Non-zero-sum video games are studied within the context of a unmarried community scheme during which regulations are bought ensuring approach balance and minimizing the person functionality functionality yielding a Nash equilibrium.
In order to make the insurance appropriate for the scholar in addition to for the specialist reader, Adaptive Dynamic Programming in Discrete Time:
• establishes the elemental conception concerned basically with each one bankruptcy dedicated to a truly identifiable keep watch over paradigm;
• demonstrates convergence proofs of the ADP algorithms to deepen realizing of the derivation of balance and convergence with the iterative computational equipment used; and
• exhibits how ADP equipment might be positioned to exploit either in simulation and in actual purposes.
This textual content could be of substantial curiosity to researchers attracted to optimum regulate and its purposes in operations learn, utilized arithmetic computational intelligence and engineering. Graduate scholars operating up to the mark and operations study also will locate the guidelines awarded right here to be a resource of strong tools for furthering their study.

Show description

Read or Download Adaptive Dynamic Programming for Control: Algorithms and Stability PDF

Similar system theory books

Controlled and Conditioned Invariants in Linear System Theory

Utilizing a geometrical method of method idea, this paintings discusses managed and conditioned invariance to geometrical research and layout of multivariable keep an eye on platforms, offering new mathematical theories, new methods to plain difficulties and utilized arithmetic themes.

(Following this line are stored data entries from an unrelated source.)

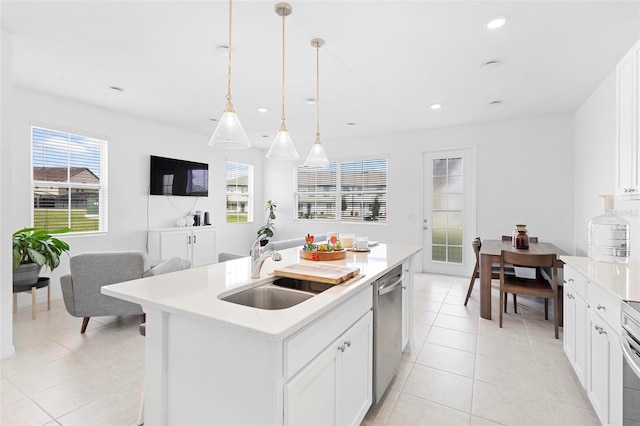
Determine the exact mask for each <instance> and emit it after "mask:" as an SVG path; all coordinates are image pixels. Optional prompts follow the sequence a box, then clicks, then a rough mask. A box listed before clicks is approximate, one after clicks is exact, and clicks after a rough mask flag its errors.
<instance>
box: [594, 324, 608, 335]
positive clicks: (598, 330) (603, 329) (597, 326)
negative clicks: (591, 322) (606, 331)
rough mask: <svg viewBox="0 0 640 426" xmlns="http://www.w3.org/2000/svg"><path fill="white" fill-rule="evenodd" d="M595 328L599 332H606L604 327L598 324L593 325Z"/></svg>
mask: <svg viewBox="0 0 640 426" xmlns="http://www.w3.org/2000/svg"><path fill="white" fill-rule="evenodd" d="M595 329H596V331H597V332H598V333H599V334H607V332H606V331H605V329H604V328H602V327H600V326H599V325H596V326H595Z"/></svg>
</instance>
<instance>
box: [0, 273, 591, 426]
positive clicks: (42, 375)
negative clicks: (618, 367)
mask: <svg viewBox="0 0 640 426" xmlns="http://www.w3.org/2000/svg"><path fill="white" fill-rule="evenodd" d="M467 285H468V280H467V279H465V278H459V277H449V276H442V275H431V274H416V275H415V287H416V289H415V303H414V305H415V309H414V313H415V315H414V336H413V341H412V347H413V351H412V353H410V354H405V356H404V360H403V362H402V364H401V366H400V368H399V370H398V373H397V376H396V378H395V379H394V381H393V383H392V385H391V386H390V388H389V390H388V391H387V394H386V396H385V398H384V400H383V401H382V403H381V404H380V405H378V406H377V407H373V408H372V409H371V410H370V411H369V413H368V414H367V417H366V418H365V421H364V422H363V424H365V425H377V424H380V425H382V424H386V425H412V424H415V425H457V424H463V425H492V424H493V425H495V424H505V425H530V424H531V425H533V424H538V425H554V424H555V425H572V424H575V425H590V424H599V422H598V420H597V418H596V416H595V414H594V412H593V410H592V408H591V405H590V404H589V401H588V399H587V396H586V394H585V392H584V390H583V389H582V387H581V386H580V384H579V382H578V380H577V379H576V377H575V375H574V374H573V371H572V370H571V367H570V365H569V363H568V361H567V359H566V357H565V356H564V352H563V351H562V344H561V340H555V339H554V338H553V322H552V321H544V318H543V314H542V305H541V304H540V303H537V302H535V301H528V300H525V298H519V302H520V304H521V306H520V309H519V311H518V314H517V315H516V314H514V313H513V307H512V304H511V303H510V305H509V314H508V315H507V316H506V318H505V324H504V328H503V329H500V328H499V327H498V322H497V317H498V310H497V304H498V302H497V291H495V290H494V305H493V306H494V310H493V316H494V320H493V321H487V320H481V319H479V313H478V312H479V308H478V306H479V305H478V297H479V293H478V289H477V287H478V285H477V284H476V289H475V291H474V293H473V296H472V298H471V300H470V302H469V304H468V305H467V307H464V306H463V303H464V296H465V294H466V289H467ZM44 306H45V305H44V304H40V305H39V306H38V318H37V319H36V320H32V319H31V310H30V307H24V308H20V309H19V310H18V313H16V314H14V317H13V318H14V343H15V346H16V355H15V356H13V357H11V358H8V359H5V360H2V361H1V362H0V372H1V378H0V380H1V381H0V424H2V425H7V426H9V425H21V426H23V425H57V424H61V425H125V426H127V425H133V424H135V423H136V419H137V415H138V407H139V404H140V397H141V392H142V382H143V380H142V378H143V368H144V338H143V337H142V336H140V335H139V334H138V327H137V326H138V317H126V318H118V317H99V318H95V319H92V320H91V322H90V323H89V327H88V329H87V332H86V333H85V334H84V335H80V324H81V319H78V318H73V317H71V316H70V315H69V314H68V313H67V312H66V310H65V308H64V305H63V303H62V301H61V300H54V301H52V306H51V311H46V308H45V307H44Z"/></svg>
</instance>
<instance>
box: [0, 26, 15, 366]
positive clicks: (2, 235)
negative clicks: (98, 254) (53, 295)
mask: <svg viewBox="0 0 640 426" xmlns="http://www.w3.org/2000/svg"><path fill="white" fill-rule="evenodd" d="M0 42H1V44H2V50H1V51H0V52H2V53H1V60H0V64H2V65H1V69H0V122H1V127H0V200H2V203H0V242H1V243H0V333H1V335H0V358H6V357H8V356H11V355H13V354H14V352H15V347H14V346H13V321H12V315H13V309H12V303H13V297H12V296H11V295H12V289H13V277H12V274H11V271H12V267H11V259H12V255H11V253H12V251H11V245H10V241H11V233H12V230H11V226H10V224H9V218H10V217H11V206H12V203H10V202H7V199H8V198H9V196H10V194H11V186H12V185H11V180H12V178H11V170H12V167H11V148H12V145H11V120H9V119H8V117H9V111H10V106H11V98H12V93H13V78H12V73H11V67H12V45H11V36H10V35H9V34H7V33H5V32H4V31H3V32H2V33H1V34H0Z"/></svg>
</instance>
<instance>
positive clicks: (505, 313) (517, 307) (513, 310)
mask: <svg viewBox="0 0 640 426" xmlns="http://www.w3.org/2000/svg"><path fill="white" fill-rule="evenodd" d="M511 240H512V237H511V235H503V236H502V241H511ZM529 242H530V243H537V242H538V237H529ZM507 270H508V271H509V274H510V275H511V271H514V272H513V273H514V274H517V273H516V272H515V268H514V267H513V265H508V266H507ZM498 273H499V272H498ZM539 275H540V270H539V269H537V268H536V277H539ZM513 312H515V313H516V314H517V313H518V296H517V295H515V294H514V295H513ZM504 313H505V314H506V313H507V298H506V297H505V299H504Z"/></svg>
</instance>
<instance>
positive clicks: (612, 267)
mask: <svg viewBox="0 0 640 426" xmlns="http://www.w3.org/2000/svg"><path fill="white" fill-rule="evenodd" d="M560 260H562V261H563V262H564V263H566V264H567V265H569V266H572V267H573V268H574V269H576V270H577V271H578V272H580V273H581V274H582V275H584V276H585V277H588V278H589V281H591V282H594V283H596V284H599V285H600V286H602V287H604V288H606V289H608V290H609V291H611V292H613V293H614V294H616V295H617V296H618V297H619V298H621V299H622V300H631V301H636V302H640V262H637V261H635V262H629V263H608V262H597V261H595V260H593V259H590V258H588V257H577V256H560Z"/></svg>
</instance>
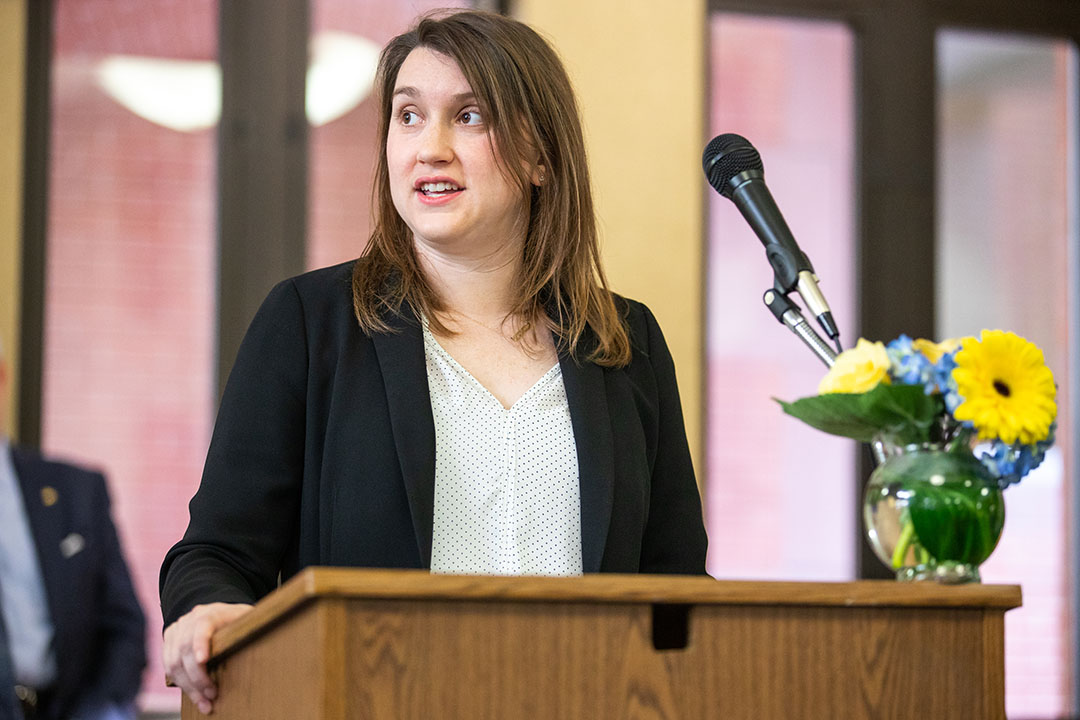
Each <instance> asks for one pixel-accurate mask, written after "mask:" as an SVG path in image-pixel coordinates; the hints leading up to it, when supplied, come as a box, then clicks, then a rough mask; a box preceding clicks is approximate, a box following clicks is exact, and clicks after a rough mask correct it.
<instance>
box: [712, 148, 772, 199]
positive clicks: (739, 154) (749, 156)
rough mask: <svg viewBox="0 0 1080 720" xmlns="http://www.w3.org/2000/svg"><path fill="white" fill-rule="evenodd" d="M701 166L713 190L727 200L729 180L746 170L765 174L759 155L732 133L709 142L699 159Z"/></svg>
mask: <svg viewBox="0 0 1080 720" xmlns="http://www.w3.org/2000/svg"><path fill="white" fill-rule="evenodd" d="M701 165H702V167H703V168H704V171H705V177H706V178H708V184H710V185H711V186H713V189H715V190H716V191H717V192H718V193H720V194H721V195H724V196H725V198H727V199H729V200H730V199H731V188H730V187H729V186H728V181H729V180H730V179H731V178H733V177H734V176H735V175H739V173H744V172H746V171H748V169H756V171H760V172H762V173H764V172H765V165H762V164H761V155H760V154H758V152H757V150H756V149H754V146H753V145H751V142H750V140H747V139H746V138H745V137H743V136H742V135H735V134H734V133H725V134H724V135H717V136H716V137H714V138H713V139H712V140H710V141H708V145H706V146H705V152H704V153H703V154H702V157H701Z"/></svg>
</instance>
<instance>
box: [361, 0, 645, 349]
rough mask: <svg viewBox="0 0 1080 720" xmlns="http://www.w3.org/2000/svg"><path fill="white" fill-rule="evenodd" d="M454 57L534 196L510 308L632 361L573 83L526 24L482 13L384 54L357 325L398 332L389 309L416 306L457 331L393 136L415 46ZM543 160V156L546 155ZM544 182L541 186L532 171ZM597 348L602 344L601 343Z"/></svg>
mask: <svg viewBox="0 0 1080 720" xmlns="http://www.w3.org/2000/svg"><path fill="white" fill-rule="evenodd" d="M416 47H427V49H430V50H432V51H434V52H437V53H440V54H442V55H446V56H447V57H450V58H453V59H454V60H455V62H456V63H457V64H458V67H459V68H460V69H461V72H462V74H463V76H464V77H465V80H467V81H468V82H469V85H470V86H471V87H472V91H473V93H474V94H475V95H476V100H477V105H480V108H481V112H483V113H484V117H485V122H487V123H488V125H489V127H490V128H491V139H492V141H494V144H495V147H497V148H498V151H499V158H500V161H501V163H502V164H503V172H505V173H507V174H508V177H510V178H511V179H512V180H513V181H515V182H516V184H517V185H518V186H519V187H521V190H522V196H523V198H529V208H528V227H527V230H526V235H525V244H524V252H523V258H522V264H521V271H519V277H518V282H517V283H516V284H515V287H516V288H518V289H517V295H516V298H515V301H514V305H513V308H512V309H511V314H521V315H522V316H524V317H543V318H546V324H548V327H549V328H550V329H551V331H552V332H553V334H554V336H555V338H556V342H557V344H558V347H559V349H562V350H566V351H568V352H569V353H571V354H575V353H576V352H577V351H578V350H579V343H580V342H581V340H582V337H583V334H584V330H585V327H586V326H588V327H589V328H591V329H592V331H593V334H594V336H595V340H596V343H595V347H590V348H589V349H584V348H580V350H582V351H585V352H588V355H586V358H588V359H590V361H592V362H595V363H597V364H598V365H603V366H608V367H621V366H624V365H626V364H629V363H630V357H631V349H630V338H629V336H627V334H626V328H625V325H624V323H623V320H622V317H621V316H620V314H619V311H618V310H617V308H616V304H615V301H613V298H612V295H611V293H610V291H609V289H608V286H607V280H606V277H605V275H604V269H603V268H602V266H600V256H599V243H598V239H597V233H596V217H595V212H594V208H593V196H592V189H591V186H590V180H589V168H588V166H586V162H585V145H584V139H583V137H582V132H581V121H580V119H579V117H578V107H577V101H576V100H575V97H573V89H572V87H571V85H570V80H569V78H568V77H567V74H566V70H565V68H564V67H563V64H562V62H561V60H559V59H558V56H557V55H556V54H555V52H554V51H553V50H552V49H551V46H550V45H549V44H548V43H546V42H545V41H544V40H543V39H542V38H541V37H540V36H539V35H537V32H536V31H534V30H532V29H531V28H529V27H528V26H527V25H524V24H523V23H518V22H517V21H513V19H510V18H507V17H503V16H501V15H497V14H494V13H487V12H481V11H461V12H450V13H449V14H447V13H446V12H445V11H444V12H442V13H434V14H429V15H426V16H424V17H422V18H421V19H420V21H419V23H418V24H417V25H416V27H415V28H414V29H413V30H410V31H408V32H406V33H404V35H400V36H397V37H396V38H394V39H393V40H391V41H390V43H389V44H387V46H386V47H384V49H383V50H382V54H381V56H380V58H379V69H378V74H377V78H376V90H377V93H378V104H379V152H378V161H377V165H376V177H375V188H374V191H373V203H372V204H373V214H374V226H375V227H374V230H373V231H372V237H370V242H369V243H368V245H367V249H366V250H365V253H364V255H365V258H366V259H365V260H364V261H361V262H357V263H356V264H355V269H354V270H353V276H352V291H353V305H354V308H355V313H356V320H357V321H360V325H361V327H362V328H363V329H364V330H365V331H368V332H377V331H387V330H388V329H389V326H388V325H387V323H386V322H384V321H383V320H382V316H381V313H382V311H384V310H390V311H391V312H394V313H399V314H400V313H401V312H402V308H403V305H405V304H406V303H407V304H408V305H410V307H411V309H413V311H414V312H416V313H423V314H424V315H427V316H428V318H429V322H430V323H431V324H432V326H433V327H434V328H435V329H436V330H438V331H443V332H446V331H447V330H446V328H445V327H444V326H443V325H442V324H441V323H440V322H438V318H437V316H435V311H440V310H443V309H444V305H443V303H442V300H441V299H440V298H438V296H437V294H436V293H435V291H434V290H433V289H432V287H431V285H430V284H429V283H428V282H427V280H426V279H424V276H423V273H422V272H421V270H420V264H419V261H418V259H417V256H416V250H415V247H414V245H413V236H411V232H410V231H409V229H408V227H407V226H406V225H405V222H404V221H403V220H402V218H401V217H400V216H399V215H397V210H396V209H395V208H394V204H393V201H392V199H391V195H390V177H389V171H388V167H387V133H388V131H389V126H390V116H391V107H392V96H393V91H394V84H395V83H396V81H397V71H399V70H400V69H401V66H402V64H403V63H404V62H405V58H406V57H407V56H408V54H409V53H410V52H413V50H415V49H416ZM538 157H539V160H536V159H537V158H538ZM537 164H539V165H540V166H542V167H543V175H544V180H543V182H542V184H541V185H540V186H539V187H537V186H534V185H532V177H531V173H530V168H531V167H536V165H537ZM590 345H592V343H590Z"/></svg>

Theory of Commuting Nonselfadjoint Operators

Contemplating quintessential variations of Volterra sort, F. Riesz and B. Sz. -Nagy no­ ticed in 1952 that [49]: "The life of the sort of number of linear modifications, having an identical spectrum centred at a unmarried aspect, brings out the problems of characterization of linear changes of common variety by way of their spectra.

General Pontryagin-Type Stochastic Maximum Principle and Backward Stochastic Evolution Equations in Infinite Dimensions

The classical Pontryagin greatest precept (addressed to deterministic finite dimensional keep watch over platforms) is among the 3 milestones in smooth keep watch over concept. The corresponding thought is by way of now well-developed within the deterministic countless dimensional environment and for the stochastic differential equations.

Science and the Economic Crisis: Impact on Science, Lessons from Science

This booklet not just explores the ways that the commercial situation and linked austerity guidelines have adversely impacted the actual and human infrastructure and behavior of clinical study, but in addition considers how technology might help us to appreciate the concern and supply unique suggestions. beginning with an in depth yet available research of the clinical approach and the character of clinical prediction, the booklet proceeds to deal with the failure to forecast the commercial difficulty and the origins of the ongoing inertia in monetary coverage and conception.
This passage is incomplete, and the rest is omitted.